A titular ruler, or titular head, is a person in an official position of leadership who possesses few, if any, actual powers. Sometimes a person may inhabit a position of titular leadership and yet exercise more power than would normally be expected, as a result of their personality or experience. A titular ruler is not confined to political leadership but can also reference any organization, such as a corporation.
==Etymology==
Titular is formed from a combination of the Latin titulus (title) and the English suffix -ar, which means "of or belonging to."

==Usage==
In most parliamentary democracies nowadays, the head of state has either evolved into, or was created as, a position of titular leadership.
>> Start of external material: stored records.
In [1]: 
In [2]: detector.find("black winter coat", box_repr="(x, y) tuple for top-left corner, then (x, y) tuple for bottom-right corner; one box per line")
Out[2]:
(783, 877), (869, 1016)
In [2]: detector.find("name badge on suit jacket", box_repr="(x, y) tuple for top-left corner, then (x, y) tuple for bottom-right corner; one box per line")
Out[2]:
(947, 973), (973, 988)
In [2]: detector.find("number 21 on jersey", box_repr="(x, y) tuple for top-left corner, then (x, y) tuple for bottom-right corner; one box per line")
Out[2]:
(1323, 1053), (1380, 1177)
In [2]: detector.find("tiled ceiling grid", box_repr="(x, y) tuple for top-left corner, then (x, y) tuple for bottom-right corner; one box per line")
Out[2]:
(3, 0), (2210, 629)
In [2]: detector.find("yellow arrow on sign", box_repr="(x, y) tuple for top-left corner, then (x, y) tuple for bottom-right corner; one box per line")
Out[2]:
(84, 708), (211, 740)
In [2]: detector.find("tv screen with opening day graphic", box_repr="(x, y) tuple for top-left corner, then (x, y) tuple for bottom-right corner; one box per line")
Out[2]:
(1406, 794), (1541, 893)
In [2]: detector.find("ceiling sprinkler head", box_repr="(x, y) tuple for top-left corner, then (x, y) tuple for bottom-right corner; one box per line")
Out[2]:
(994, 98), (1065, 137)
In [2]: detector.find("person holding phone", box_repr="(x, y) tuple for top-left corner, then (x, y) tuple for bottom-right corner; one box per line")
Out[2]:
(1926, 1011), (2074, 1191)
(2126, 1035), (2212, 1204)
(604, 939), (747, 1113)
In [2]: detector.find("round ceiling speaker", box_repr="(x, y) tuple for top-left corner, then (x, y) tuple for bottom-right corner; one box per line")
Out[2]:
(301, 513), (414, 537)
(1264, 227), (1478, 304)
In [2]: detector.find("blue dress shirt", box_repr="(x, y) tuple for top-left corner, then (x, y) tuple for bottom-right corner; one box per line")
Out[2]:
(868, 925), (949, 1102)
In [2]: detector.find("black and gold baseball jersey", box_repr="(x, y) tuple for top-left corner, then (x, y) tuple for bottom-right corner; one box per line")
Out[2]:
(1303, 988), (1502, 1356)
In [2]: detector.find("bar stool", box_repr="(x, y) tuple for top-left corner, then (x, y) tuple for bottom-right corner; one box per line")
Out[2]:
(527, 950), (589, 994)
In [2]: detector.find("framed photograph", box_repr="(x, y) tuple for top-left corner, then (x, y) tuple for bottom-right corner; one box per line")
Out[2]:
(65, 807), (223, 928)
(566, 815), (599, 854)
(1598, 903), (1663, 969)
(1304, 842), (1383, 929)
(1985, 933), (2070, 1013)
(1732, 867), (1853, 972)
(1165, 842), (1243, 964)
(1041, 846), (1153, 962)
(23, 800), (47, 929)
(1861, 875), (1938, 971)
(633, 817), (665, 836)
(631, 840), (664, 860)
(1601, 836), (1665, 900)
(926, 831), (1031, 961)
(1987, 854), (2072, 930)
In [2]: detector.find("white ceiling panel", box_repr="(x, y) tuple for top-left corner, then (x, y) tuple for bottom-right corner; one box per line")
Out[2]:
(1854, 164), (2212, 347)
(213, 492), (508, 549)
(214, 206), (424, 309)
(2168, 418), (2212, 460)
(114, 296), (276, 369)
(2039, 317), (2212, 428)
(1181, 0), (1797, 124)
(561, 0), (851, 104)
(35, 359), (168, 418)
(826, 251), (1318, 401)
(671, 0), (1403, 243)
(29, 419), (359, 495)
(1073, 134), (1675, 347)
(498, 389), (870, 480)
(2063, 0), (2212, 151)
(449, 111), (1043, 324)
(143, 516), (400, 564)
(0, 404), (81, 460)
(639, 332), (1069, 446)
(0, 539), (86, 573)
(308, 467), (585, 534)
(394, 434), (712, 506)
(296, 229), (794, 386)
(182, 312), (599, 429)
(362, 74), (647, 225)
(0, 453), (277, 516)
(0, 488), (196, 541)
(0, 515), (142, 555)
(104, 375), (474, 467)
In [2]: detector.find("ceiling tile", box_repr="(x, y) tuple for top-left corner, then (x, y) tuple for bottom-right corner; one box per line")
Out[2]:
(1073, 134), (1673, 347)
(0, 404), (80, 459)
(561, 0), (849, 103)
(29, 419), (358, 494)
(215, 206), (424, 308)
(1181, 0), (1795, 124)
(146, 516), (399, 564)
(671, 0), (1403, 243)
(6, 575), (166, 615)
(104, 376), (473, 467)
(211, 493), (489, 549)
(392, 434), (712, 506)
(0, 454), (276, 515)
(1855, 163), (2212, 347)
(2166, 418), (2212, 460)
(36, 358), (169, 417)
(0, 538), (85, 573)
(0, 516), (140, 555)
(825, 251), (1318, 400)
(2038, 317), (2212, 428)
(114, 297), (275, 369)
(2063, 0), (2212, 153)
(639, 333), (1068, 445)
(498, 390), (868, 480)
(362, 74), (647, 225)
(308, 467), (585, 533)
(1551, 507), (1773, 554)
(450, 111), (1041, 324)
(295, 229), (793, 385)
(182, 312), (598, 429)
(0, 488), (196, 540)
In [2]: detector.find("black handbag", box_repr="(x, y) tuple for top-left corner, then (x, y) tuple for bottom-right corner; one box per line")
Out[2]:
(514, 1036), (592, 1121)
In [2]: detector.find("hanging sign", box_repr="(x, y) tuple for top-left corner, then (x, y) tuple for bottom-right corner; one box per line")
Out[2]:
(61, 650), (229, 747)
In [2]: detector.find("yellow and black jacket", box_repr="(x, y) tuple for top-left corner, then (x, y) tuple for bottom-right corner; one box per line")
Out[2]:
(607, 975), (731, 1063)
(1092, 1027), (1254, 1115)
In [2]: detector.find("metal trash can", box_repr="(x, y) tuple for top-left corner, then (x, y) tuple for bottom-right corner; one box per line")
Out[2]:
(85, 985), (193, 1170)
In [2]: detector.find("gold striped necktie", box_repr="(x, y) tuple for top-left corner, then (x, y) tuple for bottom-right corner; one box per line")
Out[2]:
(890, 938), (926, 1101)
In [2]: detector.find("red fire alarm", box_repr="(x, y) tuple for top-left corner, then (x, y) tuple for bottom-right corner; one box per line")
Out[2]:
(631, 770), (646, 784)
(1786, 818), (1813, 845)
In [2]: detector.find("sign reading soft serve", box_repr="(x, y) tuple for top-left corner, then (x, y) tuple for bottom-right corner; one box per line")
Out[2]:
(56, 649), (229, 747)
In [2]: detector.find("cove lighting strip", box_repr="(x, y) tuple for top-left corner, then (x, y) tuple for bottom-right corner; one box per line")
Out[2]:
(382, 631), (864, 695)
In the former case, the leader may often have significant powers listed within the state's constitution but is no longer able to exercise them because of historical changes within that country. In the latter case, it is often made clear within the document that the leader is intended to be powerless. Heads of state who inhabit positions of titular leadership are usually regarded as symbols of the people they "lead."

===Examples===
- Napoleon II was briefly titular Emperor of the French after his father's second abdication in 1815.
- Emperor Shōwa of Japan remained as a titular ruler after the Japanese surrender in World War II.
- The presidents of both Israel and Ireland have largely ceremonial duties and are regarded as titular leaders.
- The President of China alone is largely ceremonial with limited power, when not simultaneously holding the General Secretary of the Chinese Communist Party position.

==Not to be confused with "eponym"==
A common confusion is with the word and concept eponym. This means that an institution, object, location, artefact, etc., takes its name or title from the particular person. For example, Simon Bolivar is not the titular ruler of the Bolivarian Republic of Venezuela but its eponym.